Nuansa NU saya, dibentuk mula-mula oleh kisah-kisah dari bapak, ibu, paman, yang kadang hilir mudik sibuk jadi panitia rapat-rapat NU,pidato-pidato kiai, dan juga dari buku-buku tua milik ibu. Ibu punya buku biografi KH Abdul Wahid Hasyim. Saya membacanya sewaktu duduk di bangku SMU. Dan, buku itu rusak dan hilang kerna saya tak pandai merawatnya. Buku yang tebal, tua, berdebu. Saya suka melihat foto Gus Dur muda sedang duduk di kursi sambil baca buku. 

Lalu, majalah Aulaterbitan PWNU Jawa Timur. Majalah Aula betul-betul sebuah hiburan yang bikin senang dan senantiasa ditunggu-tunggu kedatangannya. Parahnya, Bapak sering lupa bayar tagihan. Dari majalah aula, kesadaran tentang NU tumbuh. Ke-NU-an menjadi hadir dan bernyawa. 

Ah, tiba-tiba saya ingat catatan harian ibu.

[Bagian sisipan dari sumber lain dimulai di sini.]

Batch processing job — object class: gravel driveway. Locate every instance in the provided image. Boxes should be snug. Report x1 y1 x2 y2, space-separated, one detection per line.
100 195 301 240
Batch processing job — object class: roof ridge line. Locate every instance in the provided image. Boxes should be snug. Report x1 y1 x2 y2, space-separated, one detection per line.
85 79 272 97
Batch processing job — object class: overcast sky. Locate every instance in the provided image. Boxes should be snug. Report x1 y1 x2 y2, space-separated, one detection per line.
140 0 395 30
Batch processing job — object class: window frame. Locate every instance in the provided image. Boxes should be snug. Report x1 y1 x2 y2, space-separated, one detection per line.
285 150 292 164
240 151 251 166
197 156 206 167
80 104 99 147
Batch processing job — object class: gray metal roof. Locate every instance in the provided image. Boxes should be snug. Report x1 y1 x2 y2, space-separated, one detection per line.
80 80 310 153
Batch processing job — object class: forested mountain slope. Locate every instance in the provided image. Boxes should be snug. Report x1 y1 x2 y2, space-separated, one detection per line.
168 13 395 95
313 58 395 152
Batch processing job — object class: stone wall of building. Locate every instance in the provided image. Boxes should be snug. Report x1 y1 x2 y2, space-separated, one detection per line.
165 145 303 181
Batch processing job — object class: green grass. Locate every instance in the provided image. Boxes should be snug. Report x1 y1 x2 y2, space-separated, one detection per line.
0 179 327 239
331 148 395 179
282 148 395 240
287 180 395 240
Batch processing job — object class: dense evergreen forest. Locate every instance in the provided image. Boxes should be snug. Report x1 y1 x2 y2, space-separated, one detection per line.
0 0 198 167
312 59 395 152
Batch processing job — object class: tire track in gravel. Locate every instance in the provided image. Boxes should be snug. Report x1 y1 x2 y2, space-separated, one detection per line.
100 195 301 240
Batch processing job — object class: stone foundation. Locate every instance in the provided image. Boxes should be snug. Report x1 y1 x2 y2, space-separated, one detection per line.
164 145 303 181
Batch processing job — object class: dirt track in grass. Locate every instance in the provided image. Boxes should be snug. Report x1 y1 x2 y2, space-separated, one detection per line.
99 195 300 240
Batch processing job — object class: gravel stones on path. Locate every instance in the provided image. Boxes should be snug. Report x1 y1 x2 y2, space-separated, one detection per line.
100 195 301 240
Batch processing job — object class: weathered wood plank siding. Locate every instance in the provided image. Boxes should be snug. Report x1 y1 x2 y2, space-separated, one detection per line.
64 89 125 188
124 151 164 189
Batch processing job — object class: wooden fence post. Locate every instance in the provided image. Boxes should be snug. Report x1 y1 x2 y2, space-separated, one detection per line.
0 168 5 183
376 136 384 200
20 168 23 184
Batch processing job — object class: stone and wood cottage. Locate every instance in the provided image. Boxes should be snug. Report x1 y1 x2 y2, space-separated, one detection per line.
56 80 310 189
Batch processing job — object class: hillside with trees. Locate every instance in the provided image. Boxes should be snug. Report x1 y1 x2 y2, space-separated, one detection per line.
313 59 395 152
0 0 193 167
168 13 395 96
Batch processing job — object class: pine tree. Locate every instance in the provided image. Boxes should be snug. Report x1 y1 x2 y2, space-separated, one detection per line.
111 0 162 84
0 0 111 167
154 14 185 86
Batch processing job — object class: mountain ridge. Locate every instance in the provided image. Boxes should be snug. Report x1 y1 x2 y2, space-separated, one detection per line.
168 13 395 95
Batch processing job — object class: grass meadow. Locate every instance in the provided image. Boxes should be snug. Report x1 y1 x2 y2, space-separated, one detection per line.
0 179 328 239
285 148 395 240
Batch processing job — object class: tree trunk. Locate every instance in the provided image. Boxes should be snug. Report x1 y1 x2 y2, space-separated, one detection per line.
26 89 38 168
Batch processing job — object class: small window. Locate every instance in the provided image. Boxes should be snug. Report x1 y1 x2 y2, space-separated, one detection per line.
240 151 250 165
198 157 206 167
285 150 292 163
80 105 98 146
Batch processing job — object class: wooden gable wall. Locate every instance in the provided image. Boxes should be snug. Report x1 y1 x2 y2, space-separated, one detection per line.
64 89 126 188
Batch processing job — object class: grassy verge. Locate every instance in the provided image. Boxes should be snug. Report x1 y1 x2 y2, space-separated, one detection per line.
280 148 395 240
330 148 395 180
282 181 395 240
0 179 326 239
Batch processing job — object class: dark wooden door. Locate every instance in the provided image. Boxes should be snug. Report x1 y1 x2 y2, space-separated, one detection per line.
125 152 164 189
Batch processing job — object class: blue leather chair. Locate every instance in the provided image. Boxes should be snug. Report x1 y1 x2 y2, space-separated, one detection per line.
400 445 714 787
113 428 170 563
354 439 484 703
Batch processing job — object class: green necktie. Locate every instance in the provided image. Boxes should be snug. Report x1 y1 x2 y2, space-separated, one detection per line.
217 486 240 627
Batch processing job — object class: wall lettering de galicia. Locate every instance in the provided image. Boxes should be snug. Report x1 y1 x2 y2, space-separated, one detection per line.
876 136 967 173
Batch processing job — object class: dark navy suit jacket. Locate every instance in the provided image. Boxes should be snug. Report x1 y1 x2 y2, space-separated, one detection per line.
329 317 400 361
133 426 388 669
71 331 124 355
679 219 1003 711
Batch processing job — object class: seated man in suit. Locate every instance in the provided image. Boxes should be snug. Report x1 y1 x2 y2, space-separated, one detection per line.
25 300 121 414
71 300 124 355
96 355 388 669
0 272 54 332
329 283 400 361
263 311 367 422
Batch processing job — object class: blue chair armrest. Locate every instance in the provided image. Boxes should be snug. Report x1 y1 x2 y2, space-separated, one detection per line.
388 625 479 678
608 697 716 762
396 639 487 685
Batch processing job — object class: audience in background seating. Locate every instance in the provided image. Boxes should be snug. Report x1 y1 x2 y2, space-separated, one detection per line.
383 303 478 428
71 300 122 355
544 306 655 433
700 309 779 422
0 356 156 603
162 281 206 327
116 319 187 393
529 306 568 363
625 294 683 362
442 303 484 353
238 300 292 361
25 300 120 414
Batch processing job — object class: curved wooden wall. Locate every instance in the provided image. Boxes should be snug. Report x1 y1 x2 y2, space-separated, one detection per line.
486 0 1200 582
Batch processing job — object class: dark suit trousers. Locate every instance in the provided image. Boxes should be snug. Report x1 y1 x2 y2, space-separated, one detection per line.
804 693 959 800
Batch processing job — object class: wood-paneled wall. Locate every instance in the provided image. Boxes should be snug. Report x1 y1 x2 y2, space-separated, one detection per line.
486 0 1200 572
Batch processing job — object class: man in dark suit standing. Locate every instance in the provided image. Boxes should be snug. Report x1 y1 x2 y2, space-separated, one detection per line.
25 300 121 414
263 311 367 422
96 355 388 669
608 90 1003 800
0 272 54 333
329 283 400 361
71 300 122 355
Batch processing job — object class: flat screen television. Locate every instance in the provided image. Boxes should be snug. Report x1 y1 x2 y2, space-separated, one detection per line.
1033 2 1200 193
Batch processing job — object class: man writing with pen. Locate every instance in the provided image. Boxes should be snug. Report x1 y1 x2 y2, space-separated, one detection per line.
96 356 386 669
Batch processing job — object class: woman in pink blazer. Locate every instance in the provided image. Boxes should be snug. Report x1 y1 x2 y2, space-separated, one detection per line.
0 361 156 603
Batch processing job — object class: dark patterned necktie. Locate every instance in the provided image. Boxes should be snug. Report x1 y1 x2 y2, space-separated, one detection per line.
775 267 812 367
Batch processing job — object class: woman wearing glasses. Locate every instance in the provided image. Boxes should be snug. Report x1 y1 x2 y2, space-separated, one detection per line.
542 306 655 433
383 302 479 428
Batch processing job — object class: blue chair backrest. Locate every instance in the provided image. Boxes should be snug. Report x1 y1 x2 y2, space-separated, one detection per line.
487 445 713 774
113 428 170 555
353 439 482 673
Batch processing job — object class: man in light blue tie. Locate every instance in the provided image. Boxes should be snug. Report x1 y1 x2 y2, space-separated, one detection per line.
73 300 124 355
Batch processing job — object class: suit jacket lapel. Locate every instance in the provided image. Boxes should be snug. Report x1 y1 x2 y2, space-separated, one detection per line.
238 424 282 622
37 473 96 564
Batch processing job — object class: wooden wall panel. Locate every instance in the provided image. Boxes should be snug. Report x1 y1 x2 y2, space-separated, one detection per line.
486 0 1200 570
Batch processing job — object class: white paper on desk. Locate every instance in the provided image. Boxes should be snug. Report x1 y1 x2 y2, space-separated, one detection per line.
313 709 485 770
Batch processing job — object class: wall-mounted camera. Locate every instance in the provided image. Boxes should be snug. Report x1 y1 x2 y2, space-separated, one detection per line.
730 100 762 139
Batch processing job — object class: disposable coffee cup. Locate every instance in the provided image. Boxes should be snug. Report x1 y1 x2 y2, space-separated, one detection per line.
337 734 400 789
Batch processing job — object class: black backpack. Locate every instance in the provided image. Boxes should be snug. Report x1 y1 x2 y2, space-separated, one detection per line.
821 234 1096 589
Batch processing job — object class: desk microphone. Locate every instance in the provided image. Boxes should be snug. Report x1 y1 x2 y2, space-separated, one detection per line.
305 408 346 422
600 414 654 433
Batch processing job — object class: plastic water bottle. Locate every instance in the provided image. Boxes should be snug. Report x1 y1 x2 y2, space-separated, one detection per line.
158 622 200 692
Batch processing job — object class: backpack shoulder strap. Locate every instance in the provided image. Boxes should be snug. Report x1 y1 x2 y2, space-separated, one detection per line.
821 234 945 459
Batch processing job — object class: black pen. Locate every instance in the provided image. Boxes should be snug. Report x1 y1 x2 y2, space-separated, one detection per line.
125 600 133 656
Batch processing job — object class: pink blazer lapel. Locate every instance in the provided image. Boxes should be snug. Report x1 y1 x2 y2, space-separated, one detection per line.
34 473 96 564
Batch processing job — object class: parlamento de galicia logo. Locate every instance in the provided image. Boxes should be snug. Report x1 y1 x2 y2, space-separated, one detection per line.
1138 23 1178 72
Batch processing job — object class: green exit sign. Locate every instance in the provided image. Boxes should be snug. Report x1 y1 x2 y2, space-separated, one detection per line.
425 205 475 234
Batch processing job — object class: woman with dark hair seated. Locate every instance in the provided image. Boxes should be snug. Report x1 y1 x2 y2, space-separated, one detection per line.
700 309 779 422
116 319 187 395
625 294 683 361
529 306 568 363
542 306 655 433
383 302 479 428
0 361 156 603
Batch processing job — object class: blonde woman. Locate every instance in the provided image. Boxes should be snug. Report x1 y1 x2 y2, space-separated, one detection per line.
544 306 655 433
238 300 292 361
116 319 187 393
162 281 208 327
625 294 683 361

Adik bungsu hampir saja diberi nama muktamar, karena lahir pada tahun 1984 dan bersamaan dengan penyelenggaraan Muktamar NU 1984. Bapak tentu saja hadir, tapi lekas pulang ke Kota B kerena dimaki-maki rekan-rekannya disuruh pulang menemani istri dan menunggu lahir anak. 

Dan, di atas itu semua, penanda yang tidak bisa dilupakan adalah potret di rumah kakek, yang dipajang dengan sangat berwibawa, di balai rumah, Potret KH Muhammad Hasyim Asyari. Lama terpasang di balai rumah Kakek Buyut. Setiap tamu dan orang yang datang ke rumah kakek, pasti, akan disambut oleh potret Hadratussyekh.